先ず第一に,聖書のどこを見ても聖式<サクラメント>という言葉は述べられていません。マックリントクとストロングの百科辞典の証言は,適切なものです。その編集者たちは,主の夕食が聖式<サクラメント>であると論じながらも,次のように語つています,『大きな意義を持つ否定的な教えは,聖式<サクラメント>という言葉が新約聖書中に見あたらないという事実である。また,ミステリオンというギリシャ語は,洗礼にも主の夕食にも,あるいは他の外面的などの祝いにも適用されていない。』外面的な祝いが功徳を与えるという考えは,神の原則と人類についての神の理解に反対のものです。

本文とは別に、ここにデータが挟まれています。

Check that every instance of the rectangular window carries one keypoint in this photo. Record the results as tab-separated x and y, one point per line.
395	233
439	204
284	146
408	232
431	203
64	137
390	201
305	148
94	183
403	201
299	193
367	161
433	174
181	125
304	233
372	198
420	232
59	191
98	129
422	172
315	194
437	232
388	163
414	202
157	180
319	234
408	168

外面的な儀式は,誠実な心を持たなくても容易に行えるものです。クリスチャンにとつて,洗礼も主の夕食も単なる表象であつて,実体が行なわれず,または生じないならばそれはすこしの意味もありません。
外面的な儀式では罪のゆるしが得られません。神はイスラエルの国民にその点を十分に銘記させました。そのわけで神は預言者イザヤを通し,イスラエル人の犠牲に嫌気を感んぜられ,『よろこび』を持たなかつたのです。またパウロは『雄牛ややぎなどの血は,罪を除き去ることができないからである。』と書きました。そして,私たちの罪をゆるしてもらうために主の夕食を行うというような言葉はどこにもありません。罪のゆるしこそ主の夕食の最も必要な部分である,とルーテルは言いますが,実際にはそうでないのです。―イザヤ 1:11。ヘブル 10:1-4,新口。

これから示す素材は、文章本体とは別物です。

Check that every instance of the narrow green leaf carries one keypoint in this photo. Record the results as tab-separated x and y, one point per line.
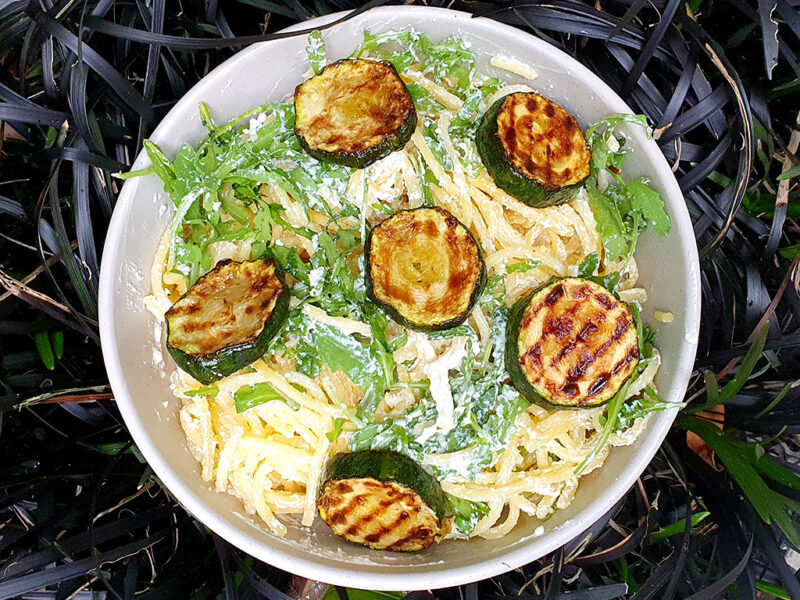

一方,聖書にはこう告げられています,『もし私たちが自分の罪を告白するならば,神は真実で正しいかたであるから,その罪をゆるし,すべての不義から私たちをきよめて下さる。』『信仰による祈りは,病んでいる人を救い,そして……その人が罪を犯していたなら,それもゆるされる。だから,互いに罪を告白し合い,また,いやされるようにお互のために祈りなさい。』それは霊的にいやされることです。『もし,罪を犯す者があれば』何がありますか。主の夕食ですか。いいえ『父のみもとには,私たちのために助け主,すなわち,義なるイエス・キリストがおられる。彼は,私たちの罪のための,あがないの供え物である。』― ヨハネ第一書 1:9。ヤコブ 5:15,16。ヨハネ第一書 2:1,2。新口。
キリストの死の記念
主の夕食を祝うことが犠牲でなく,聖式<サクラメント>でなく,罪を清めないのであるなら,なぜイエスは『私を記念するためこのように行いなさい』と命じましたか。それは記念のためです。ヘブル人の陰暦にしたがい,西暦33年ニサン14日の過越の日に生じたことを記念することです。ちょうど,その過越そのものもそれより1545年むかしの西暦前1513年ニサン14日に生じたことを記念しました。それでは,そのときに何が生じましたか。ヱホバ神はエジプトの神々を打ち負かし,またエジプトの初子を殺して,圧迫を受けていたイスラエル人を束縛の状態から救い出すことにより,御自分の大いなる御名を立てられました。―出エジプト 9:16。サムエル前 6:2-6。サムエル後 7:23。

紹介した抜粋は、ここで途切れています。